Of the 35 countries on the list, Iceland came in at No. 1. Why is it the best place to raise a family? Well, it is the safest country in the world, and it ranks high when it comes to cost. It is also a world leader in human rights.

Not bad, Iceland.

The rest of the Top 5 includes Norway, Sweden, Finland and Luxembourg.

At the bottom of the list is our neighbor to the south, Mexico. Poor Mexico, a country that is the most dangerous in the world, worst when it comes to health and education, and rates very low on the happiness scale.

In Mexico’s defense, I think they have the best food in the world.

I am sure you are wondering where the U.S. ranked. I was too and as I eyed the list, I was surprised how low I had to go to find our country. In fact, it was just above Mexico at No. 34.

Yes, 34.

OK, sure, this is just one study based on certain data, but 34? It is not a good showing. But when you look at the reasons why, it does ring true to a certain extent.

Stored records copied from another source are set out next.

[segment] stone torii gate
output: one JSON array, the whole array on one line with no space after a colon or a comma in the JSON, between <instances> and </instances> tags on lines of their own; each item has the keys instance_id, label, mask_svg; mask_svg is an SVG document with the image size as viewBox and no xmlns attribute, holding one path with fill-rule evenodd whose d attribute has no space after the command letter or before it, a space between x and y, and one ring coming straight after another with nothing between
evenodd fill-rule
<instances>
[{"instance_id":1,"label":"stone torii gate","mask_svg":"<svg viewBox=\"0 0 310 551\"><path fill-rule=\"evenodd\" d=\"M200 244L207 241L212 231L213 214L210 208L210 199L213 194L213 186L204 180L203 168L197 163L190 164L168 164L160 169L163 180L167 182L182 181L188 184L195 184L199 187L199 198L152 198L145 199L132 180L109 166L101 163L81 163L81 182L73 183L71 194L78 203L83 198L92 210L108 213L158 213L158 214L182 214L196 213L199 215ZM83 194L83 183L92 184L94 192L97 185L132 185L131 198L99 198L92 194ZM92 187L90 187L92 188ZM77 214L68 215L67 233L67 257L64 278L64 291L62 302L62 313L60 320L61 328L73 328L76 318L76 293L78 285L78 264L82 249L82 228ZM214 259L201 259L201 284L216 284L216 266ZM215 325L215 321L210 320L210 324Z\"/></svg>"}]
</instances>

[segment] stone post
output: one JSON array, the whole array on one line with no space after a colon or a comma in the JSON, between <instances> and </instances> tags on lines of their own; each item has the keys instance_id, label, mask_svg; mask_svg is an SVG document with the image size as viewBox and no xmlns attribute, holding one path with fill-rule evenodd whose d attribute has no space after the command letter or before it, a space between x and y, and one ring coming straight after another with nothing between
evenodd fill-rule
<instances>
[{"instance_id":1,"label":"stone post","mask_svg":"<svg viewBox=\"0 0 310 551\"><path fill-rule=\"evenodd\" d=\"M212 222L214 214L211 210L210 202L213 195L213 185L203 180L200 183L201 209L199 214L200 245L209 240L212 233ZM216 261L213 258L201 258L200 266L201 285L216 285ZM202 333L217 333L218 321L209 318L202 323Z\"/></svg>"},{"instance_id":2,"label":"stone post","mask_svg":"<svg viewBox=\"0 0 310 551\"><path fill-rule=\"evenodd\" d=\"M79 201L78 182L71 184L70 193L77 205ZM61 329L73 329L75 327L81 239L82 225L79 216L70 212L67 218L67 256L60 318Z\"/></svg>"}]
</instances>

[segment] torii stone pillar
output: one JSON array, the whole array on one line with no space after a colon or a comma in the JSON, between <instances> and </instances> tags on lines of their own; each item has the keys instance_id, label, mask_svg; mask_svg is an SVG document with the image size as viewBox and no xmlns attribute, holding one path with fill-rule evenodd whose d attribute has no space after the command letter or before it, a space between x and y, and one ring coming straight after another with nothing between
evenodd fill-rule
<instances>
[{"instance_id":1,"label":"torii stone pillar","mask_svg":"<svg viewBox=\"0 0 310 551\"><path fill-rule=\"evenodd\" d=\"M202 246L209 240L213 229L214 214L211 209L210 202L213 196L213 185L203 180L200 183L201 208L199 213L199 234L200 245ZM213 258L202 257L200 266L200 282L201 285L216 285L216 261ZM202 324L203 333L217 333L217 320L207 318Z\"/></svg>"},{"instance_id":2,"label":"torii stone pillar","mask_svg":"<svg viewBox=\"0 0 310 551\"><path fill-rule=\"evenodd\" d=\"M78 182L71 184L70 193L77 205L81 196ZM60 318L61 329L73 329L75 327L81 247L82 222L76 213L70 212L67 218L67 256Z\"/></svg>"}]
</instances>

We have more homicides than any country other than Mexico. Our country also scores very low when it comes to human rights. That makes me pretty sad, but all we have to do is read the headlines.

Cost is also a big problem, with the U.S. placing last. One big thing that hurts us in that area is the cost of childcare. Anyone with kids knows this to be true. I remember when my kids got old enough to go to school and leave childcare. It was like getting the biggest raise ever. 

In the U.S., parents with an average household income pay nearly 32 percent of their income on childcare. In Scandinavian countries, the same household pays 4 percent to 10 percent. Huge difference.

Healthcare is also a problem. Did you know that American mothers are twice as likely to die in childbirth than mothers in Canada?

Time? We ranked poorly there too. We work longer hours with less vacation time. And no other country in the study gave zero paid maternity leave or zero paid vacation time.

Finally, we ranked low on the happiness scale. Mental illness rates here are high, as are suicide rates.

This one study does not paint a pretty picture but take it any way you want. I see a country that struggles daily and needs a lot of work. We also need better leaders with a goal of helping and lifting all Americans.

Ultimately, I do have hope. We are Americans, after all.

Brad Jennings is Editor of The Ogle County Life.